But as my senior year drew to a close in 2001, he said, "All right. You've earned it. Let me know when you want to go Corvette shopping. You want a brand new one? I'll get it for you. You want a used one? That's fine, too."
I was kind of in shock. I really thought that he would try to wiggle out of this bet when it came down to really buying one since he accidentally messed up the bet conditions. But he didn't back out (technically). What threw a wrench into my life's plan was this small detail that he reminded me of again: "Remember," he said, "I'll buy whatever you want, but you have to pay the insurance. So you might want to start calling for quotes."
Well, insuring a 17 year old girl with a brand new Corvette on my meager Dairy Queen salary was....well....VIRTUALLY IMPOSSIBLE!!! So, while he (technically) would have held up his end of the bargain, I did not get a Corvette for graduation. However, he did replace it with a more affordable car for my insurance budget. And honestly, I loved that car, too.
So back to the other day in Texas. Up pulls this GORGEOUS, snowy white Corvette which was next on the auction block.
Knowing my love for Corvettes, my boyfriend was not at all shocked when I yanked him over for a closer look. Oh my god. Seriously! Up close it was even more jaw-dropping. Which sent me ooh-ing and awe-ing and waving my arms around talking about everything that was perfect with that vehicle.
And WHAM! I got wrapped in a bear hug.
"Baby, you can't put your arms up like that or they'll think you're bidding." Oh....crap. I was flapping them around like a chicken.
He said it was fine because I didn't really make eye contact with the auctioneer, but sometimes all it would take is a little nod and that car could be yours. Which let me tell you, I would have loved. But again, there is that other minor detail of paying for it. All $72,000.00 that it went for. Which wouldn't have been the chicken flapper technically paying for it, but the guy with the chicken flapper who had the bid number. Oops. My bad. And while I know he loves me, I don't think he planned on seventy grand worth of love that day.
At that moment, a cowboy strolled up in his boots and ten-gallon hat and tried his persuasion, too. "She'd look really good driving that thing," Auctioneer Tex said to my boyfriend.
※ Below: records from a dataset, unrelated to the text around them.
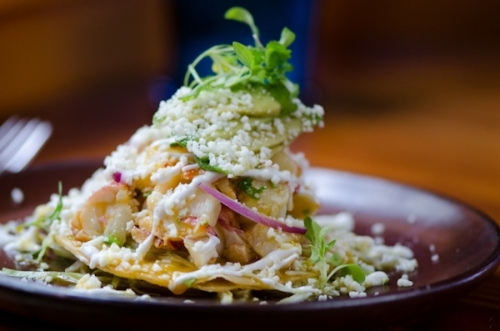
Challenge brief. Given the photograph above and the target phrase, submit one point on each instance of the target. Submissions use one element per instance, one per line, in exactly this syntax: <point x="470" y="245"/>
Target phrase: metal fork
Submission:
<point x="20" y="141"/>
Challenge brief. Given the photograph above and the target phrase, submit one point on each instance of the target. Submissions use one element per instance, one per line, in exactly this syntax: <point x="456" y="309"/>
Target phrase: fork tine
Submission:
<point x="9" y="129"/>
<point x="31" y="146"/>
<point x="23" y="140"/>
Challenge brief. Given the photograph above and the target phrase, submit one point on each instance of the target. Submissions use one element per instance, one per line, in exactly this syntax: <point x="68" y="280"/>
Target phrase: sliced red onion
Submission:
<point x="117" y="176"/>
<point x="250" y="213"/>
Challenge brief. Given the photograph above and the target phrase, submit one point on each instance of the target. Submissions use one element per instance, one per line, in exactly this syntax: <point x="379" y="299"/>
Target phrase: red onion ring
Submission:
<point x="249" y="213"/>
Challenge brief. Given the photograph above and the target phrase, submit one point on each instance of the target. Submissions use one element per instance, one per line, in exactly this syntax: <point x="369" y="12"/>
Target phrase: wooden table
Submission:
<point x="441" y="134"/>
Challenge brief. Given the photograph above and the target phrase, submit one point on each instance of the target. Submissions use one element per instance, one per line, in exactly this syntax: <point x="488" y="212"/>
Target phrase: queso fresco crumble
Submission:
<point x="209" y="198"/>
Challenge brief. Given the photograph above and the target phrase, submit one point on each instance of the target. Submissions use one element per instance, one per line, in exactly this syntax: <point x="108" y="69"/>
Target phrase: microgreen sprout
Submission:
<point x="236" y="65"/>
<point x="246" y="186"/>
<point x="319" y="247"/>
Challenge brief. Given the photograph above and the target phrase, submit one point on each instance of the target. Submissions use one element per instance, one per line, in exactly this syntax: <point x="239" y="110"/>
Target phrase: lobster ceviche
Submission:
<point x="209" y="198"/>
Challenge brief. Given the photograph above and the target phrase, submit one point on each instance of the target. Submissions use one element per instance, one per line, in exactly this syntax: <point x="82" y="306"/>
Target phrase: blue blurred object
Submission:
<point x="201" y="24"/>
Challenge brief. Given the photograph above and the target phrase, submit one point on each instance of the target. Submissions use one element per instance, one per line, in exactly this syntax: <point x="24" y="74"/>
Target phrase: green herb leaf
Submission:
<point x="244" y="54"/>
<point x="238" y="65"/>
<point x="246" y="186"/>
<point x="204" y="163"/>
<point x="240" y="14"/>
<point x="287" y="37"/>
<point x="354" y="270"/>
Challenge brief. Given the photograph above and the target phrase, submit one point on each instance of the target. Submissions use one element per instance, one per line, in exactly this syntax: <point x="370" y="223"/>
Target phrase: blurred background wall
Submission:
<point x="53" y="49"/>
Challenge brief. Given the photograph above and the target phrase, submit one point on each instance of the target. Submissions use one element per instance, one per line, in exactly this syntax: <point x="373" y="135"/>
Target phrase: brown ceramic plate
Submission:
<point x="466" y="241"/>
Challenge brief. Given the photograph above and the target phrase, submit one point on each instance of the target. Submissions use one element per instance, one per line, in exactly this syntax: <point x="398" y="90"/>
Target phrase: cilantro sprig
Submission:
<point x="246" y="186"/>
<point x="236" y="65"/>
<point x="319" y="247"/>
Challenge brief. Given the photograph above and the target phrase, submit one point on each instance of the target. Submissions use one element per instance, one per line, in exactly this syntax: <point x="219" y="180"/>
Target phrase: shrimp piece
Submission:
<point x="236" y="249"/>
<point x="273" y="201"/>
<point x="106" y="212"/>
<point x="265" y="240"/>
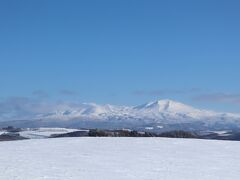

But it wasn't working. "I know she would, but definitely not today", he smiled back.
So instead we left the auction with a slice of pizza, no cars, but more importantly, no car payments. Which in my book, is a good day. I also learned that while I can keep my head in the clouds thinking about my dream cars, I better keep my hands in my pockets. Because while accidents do happen, that would have been quite an expensive one to learn from.